Comparison with existing projects

gmail-britta has similar
motivations and is quite popular. The difference between that project and
this one are:

  • gmail-britta uses a custom DSL (versus Jsonnet in gmailctl)
  • gmail-britta is imperative because it allows you to write arbitrary Ruby
    code in your filters (versus pure declarative for gmailctl)
  • gmail-britta allows to write complex chains of filters, but they feel very
    hardcoded and fails to provide easy ways to write reasonably easy filters 2.
  • gmail-britta exports only to the Gmail XML format. You have to import the
    filters yourself by using the Gmail web interface, manually delete the filters
    you updated and import only the new ones. This process becomes tedious very
    quickly and you will resort to quickly avoid using the tool when in a hurry.
    gmailctl provides you this possibility, but also allows you to review your
    changes and update the filters by using the Gmail APIs, without you having to
    do anything manually.
  • gmailctl tries to workaround certain limitations in Gmail (like applying
    multiple labels with the same filter) and provide a generic query language to
    Gmail, gmail-britta focuses on writing chain filtering and archiving in very
    few lines.

In short gmailctl takes the declarative approach to Gmail filters
configuration, hoping it stays simpler to read and maintain, doesn’t attempt to
simplify complex scenarios with shortcuts (again, hoping the configuration
becomes more readable) and provides automatic and fast updates to the filters
that will save you time while you are iterating through new versions of your
filters.

Footnotes

1: See Search operators you can use with
Gmail
.

2:

Try to write the equivalent of this filter with gmail-britta:

local spam = {
  or: [
    { from: 'pippo@gmail.com' },
    { from: 'pippo@hotmail.com' },
    { subject: 'buy this' },
    { subject: 'buy that' },
  ],
};
{
  version: 'v1alpha3',
  rules: [
    {
      filter: spam,
      actions: { delete: true },
    },
  ],
}

It becomes something like this:

#!/usr/bin/env ruby

# NOTE: This file requires the latest master (30/07/2018) of gmail-britta.
# The Ruby repos are not up to date

require 'rubygems'
require 'gmail-britta'

SPAM_EMAILS = %w{foo@gmail.com bar@hotmail.com}
SPAM_SUBJECTS = ['"buy this"', '"buy my awesome product"']

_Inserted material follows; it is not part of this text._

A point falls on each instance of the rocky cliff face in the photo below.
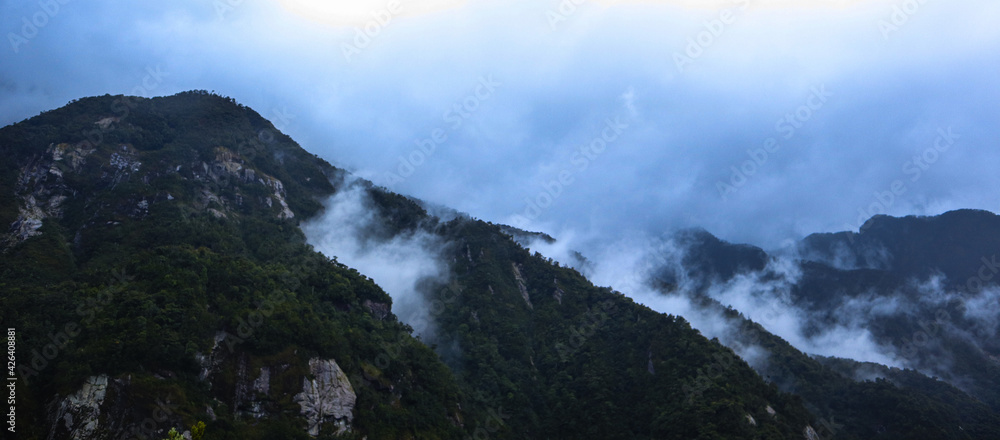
(327, 398)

puts(GmailBritta.filterset(:me => MY_EMAILS) do
       # Spam
       filter {
         has [{:or => "from:(#{SPAM_EMAILS.join("|")})"}]
         delete_it
       }
       filter {
         has [{:or => "subject:(#{SPAM_SUBJECTS.join("|")})"}]
         delete_it
       }
     end.generate)

Not the most readable configuration I would say. Note: You also have to make
sure to quote the terms correctly when they contain spaces.

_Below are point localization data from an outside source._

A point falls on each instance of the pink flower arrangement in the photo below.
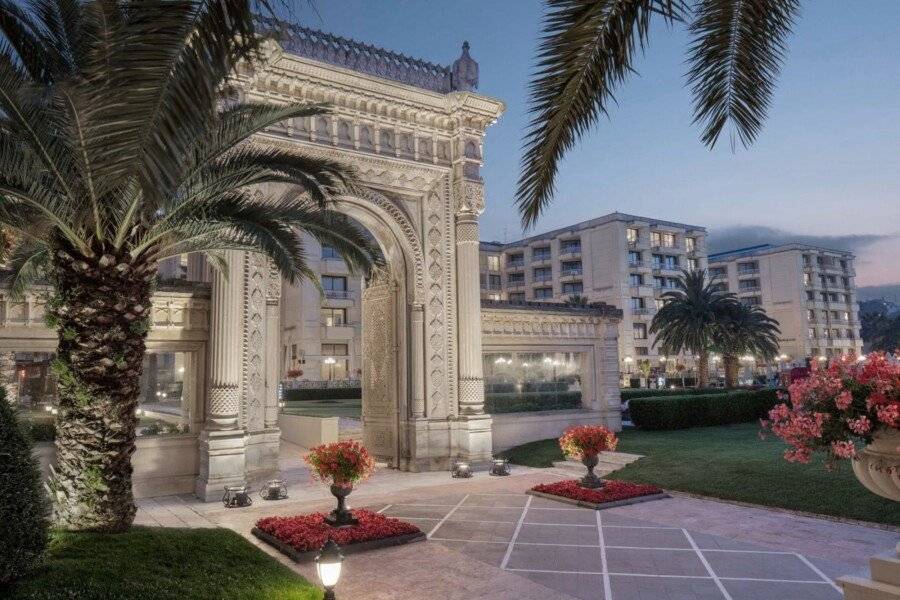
(838, 407)
(587, 440)
(612, 490)
(310, 532)
(341, 463)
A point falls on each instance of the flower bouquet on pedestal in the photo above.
(585, 443)
(341, 464)
(849, 410)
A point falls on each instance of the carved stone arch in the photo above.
(397, 219)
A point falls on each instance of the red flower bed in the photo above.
(612, 490)
(310, 532)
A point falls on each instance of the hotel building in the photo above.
(810, 291)
(623, 260)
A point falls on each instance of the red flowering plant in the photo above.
(341, 463)
(587, 440)
(837, 408)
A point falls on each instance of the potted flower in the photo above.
(585, 443)
(341, 464)
(849, 410)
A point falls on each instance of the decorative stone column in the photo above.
(222, 441)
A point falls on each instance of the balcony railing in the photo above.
(338, 294)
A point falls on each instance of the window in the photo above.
(573, 287)
(334, 363)
(571, 267)
(334, 317)
(631, 234)
(542, 253)
(570, 247)
(543, 274)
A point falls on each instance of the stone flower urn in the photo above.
(340, 516)
(877, 466)
(591, 480)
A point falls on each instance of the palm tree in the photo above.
(587, 51)
(117, 150)
(689, 317)
(744, 330)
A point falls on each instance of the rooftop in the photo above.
(367, 58)
(589, 224)
(761, 249)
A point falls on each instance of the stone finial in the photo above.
(464, 72)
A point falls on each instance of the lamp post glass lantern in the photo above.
(328, 567)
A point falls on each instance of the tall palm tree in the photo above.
(689, 317)
(117, 150)
(744, 330)
(587, 51)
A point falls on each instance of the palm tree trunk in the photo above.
(731, 370)
(102, 312)
(703, 369)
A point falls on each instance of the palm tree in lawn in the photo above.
(117, 151)
(744, 330)
(688, 319)
(587, 51)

So what about nesting expressions?

local me = 'pippo@gmail.com';
local spam = {
  or: [
    { from: 'foo@gmail.com' },
    { from: 'bar@hotmail.com' },
    { subject: 'buy this' },
    { subject: 'buy that' },
  ],
};
{
  version: 'v1alpha3',
  rules: [
    {
      filter: {
        and: [
          { to: me },
          { from: 'friend@mail.com' },
          { not: spam },
        ],
      },
      actions: { delete: true },
    },
  ],
}

The reality is that you have to manually build the Gmail expressions yourself.